Mick gave the older man’s shoulder one last thump of confidence. She wasn’t anybody’s little girl, but now probably wasn’t the time to tell Grandpa. Anyway, the sofa might squeak in disagreement.
THEY TOOK A CAB TO DayGlo, and Tamara refused to talk until they were inside the noisy club. It wasn’t as crowded on a rainy Monday night, but still at least one or two deep at the bar and only a smattering of empty booths and tables.
“Bobbie hates clubs,” Tamara said as they slipped into opposite sides of a pink leather booth, separated by a marble tabletop. “So I think we’re okay here.”
The music was loud enough that they had to lean forward to hear each other. “I thought you were divorced.”
Tamara took a deep breath and looked around. “I need something to drink.”
Shelby seized her by the wrist, speaking through teeth clenched by frustration. “I need some answers. Now.”
“Okay, stop.” She rubbed her wrist. “I’ve been manhandled enough lately.”
Shelby leaned back and fought the urge to suggest that maybe Tamara just brought out the worst in people. “Are you or are you not divorced from Bobbie Norton?”
“The pap
ers are filed.” She waved to a waitress. “That bitch just ignored me. Do you think I should go up to the bar?” At Shelby’s lethal look, Tamara gave up the search for a drink. “All right. We keep getting back together and breaking up and getting back together. It’s a vicious cycle.”

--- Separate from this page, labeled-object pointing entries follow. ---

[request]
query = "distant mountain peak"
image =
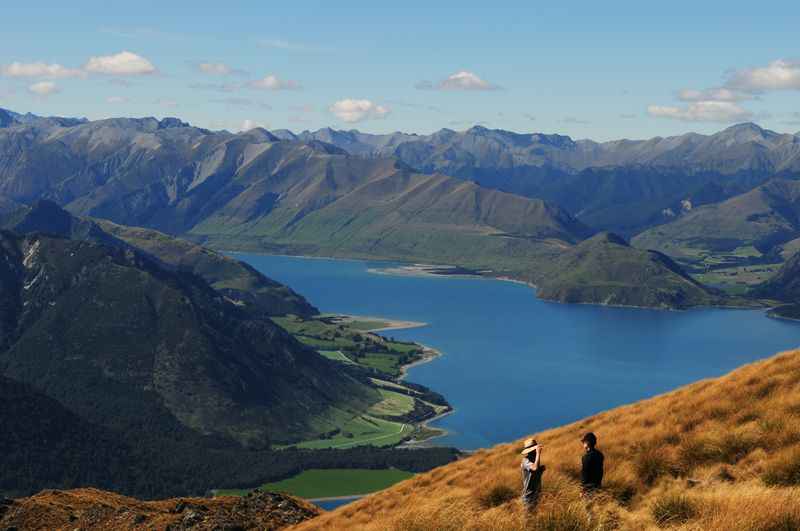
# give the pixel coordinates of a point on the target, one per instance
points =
(608, 237)
(171, 123)
(6, 118)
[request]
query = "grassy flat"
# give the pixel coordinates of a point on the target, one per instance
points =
(335, 355)
(393, 404)
(362, 430)
(316, 483)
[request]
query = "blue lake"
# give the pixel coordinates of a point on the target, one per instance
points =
(514, 365)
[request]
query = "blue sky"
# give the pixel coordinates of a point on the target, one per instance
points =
(600, 70)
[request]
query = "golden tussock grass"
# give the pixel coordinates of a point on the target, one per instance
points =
(718, 455)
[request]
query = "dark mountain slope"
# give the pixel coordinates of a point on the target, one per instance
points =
(764, 218)
(42, 442)
(606, 270)
(236, 280)
(121, 341)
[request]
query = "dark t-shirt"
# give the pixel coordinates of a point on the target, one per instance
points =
(592, 469)
(531, 480)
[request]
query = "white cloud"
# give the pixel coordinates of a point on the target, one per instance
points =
(713, 94)
(216, 87)
(272, 82)
(283, 44)
(121, 64)
(217, 69)
(352, 111)
(777, 75)
(462, 80)
(166, 103)
(703, 111)
(242, 102)
(39, 69)
(44, 89)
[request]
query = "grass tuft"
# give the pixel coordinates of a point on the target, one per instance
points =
(783, 469)
(496, 495)
(672, 509)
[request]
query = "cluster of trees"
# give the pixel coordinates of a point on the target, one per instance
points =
(44, 445)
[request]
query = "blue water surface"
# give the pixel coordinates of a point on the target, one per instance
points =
(513, 364)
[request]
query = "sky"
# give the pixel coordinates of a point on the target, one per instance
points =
(600, 70)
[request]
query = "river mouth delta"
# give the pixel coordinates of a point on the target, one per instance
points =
(510, 364)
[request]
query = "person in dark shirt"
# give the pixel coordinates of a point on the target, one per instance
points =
(591, 464)
(532, 470)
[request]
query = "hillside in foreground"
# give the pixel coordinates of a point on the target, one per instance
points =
(720, 454)
(95, 509)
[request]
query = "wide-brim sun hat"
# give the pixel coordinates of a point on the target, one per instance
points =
(530, 445)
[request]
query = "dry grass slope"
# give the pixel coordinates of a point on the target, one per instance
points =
(718, 455)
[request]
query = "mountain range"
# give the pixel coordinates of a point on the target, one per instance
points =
(255, 191)
(128, 357)
(620, 185)
(605, 269)
(502, 203)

“Where in the cycle are you right now?”
“Let’s see…what time is it?” Her eyes glimmered with humor and Shelby ignored it. “We were doing really great,” Tamara said. “When we had the whole idea to…” She looked down, then up. “Have me buy a team for him.”
Shelby lunged forward. “You wanted to buy the team for him?”
“He really wants back in racing,” she said, her voice surprisingly sympathetic. She absently rubbed the bruise on her neck. “And he was much nicer when he was in the sport.”
“Why would you stay with a man who would lay a hand on you? Don’t you have any self-respect? Leave him.”
“Easy, Dr. Phil. Don’t pass judgment until you’ve walked in my high heels. It’s not that simple.”
Shelby exhaled in disgust. “Yes, it is.”
“I didn’t come here to talk about my pathetic on-again off-again marriage.”
“Good,” Shelby said. “’Cause I frankly don’t care about it. I don’t even know why I came here.” Because Tamara looked scared and alone and on the run. But that made Shelby as much of a sucker as Tamara was for staying with her rotten husband.
But none of it mattered anymore. Except that Shelby wanted to find out where the leak to the media was. And Tamara knew. She had to.
“How’d you get the interview with DiLorenzi?”
Tamara smiled. “I’d love to just walk right into that for you, sweetie, but I won’t. I never talked to the guy. Sorry.”
“Bobbie?”
She shrugged. “Maybe.”
“Where did he get all that information?”
A waitress approached the table, and Tamara practically yanked the poor woman into her lap. “A dry Beefeater martini, straight up.” She looked at Shelby. “Make it two?”
“No. A soda, anything. Just not diet.” When the waitress left, Shelby leaned even closer to Tamara, still unable to process what she’d learned. “Who, besides you, is working with Bobbie?”